We live in a time in which our church is being asked to rethink how it interacts with an increasing secular society. Our culture demands relevance from us. That is a good thing. This text points us in the exact right direction. We are called to the following actions:

 

  1. Strangers are valuable. They have something to share that we need. We are called to a ministry of listening as much as proclaiming.
  2. Leaving vulnerable people to fend for themselves when we have the means to help them is to miss an opportunity of the Risen Jesus.
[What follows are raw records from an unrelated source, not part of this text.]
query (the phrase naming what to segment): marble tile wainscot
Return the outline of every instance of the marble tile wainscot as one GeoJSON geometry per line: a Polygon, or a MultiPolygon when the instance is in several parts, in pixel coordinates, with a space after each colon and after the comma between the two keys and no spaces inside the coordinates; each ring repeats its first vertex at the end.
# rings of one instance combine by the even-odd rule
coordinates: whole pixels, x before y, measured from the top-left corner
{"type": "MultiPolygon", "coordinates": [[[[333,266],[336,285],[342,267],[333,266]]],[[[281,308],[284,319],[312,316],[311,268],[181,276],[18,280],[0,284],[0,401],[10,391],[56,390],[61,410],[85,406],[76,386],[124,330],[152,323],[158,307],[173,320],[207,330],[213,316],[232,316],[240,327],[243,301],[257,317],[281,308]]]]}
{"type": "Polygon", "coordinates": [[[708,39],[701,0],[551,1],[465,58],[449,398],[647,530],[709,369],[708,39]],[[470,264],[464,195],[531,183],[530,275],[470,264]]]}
Jesus promised to be found in the least of these. Anyone who wishes to revitalize the church must take seriously this truth.  We are called to serve those in need.
  3. Taking holy risks opens our eyes to what is real and true. It would have been “safer” to let the stranger walk away, but by taking a risk, by getting involved, the theophany takes place. We are called to say “no” to fear and “yes” to those in need.
  4. When Jesus vanishes, we are motivated to share the truths we have learned with the wider community. Jesus appears when we practice what he taught us to practice. We are called to share this vision of Jesus with our brothers and sisters.

 

This story can motivate us to seek out the places of great pain in our world as a search for the Risen Lord himself. In a country that hides its poor, this is counter-cultural. In the wake of Hurricane Katrina, we saw a segment of American society that shocked our collective conscience. We woke up a bit. Our eyes were opened. The scriptures sounded differently.

 

This text invites us to rethink our understanding of scriptures, how we do “church,” and how we transform our communities. It invites us into radical hospitality as a means for finding God.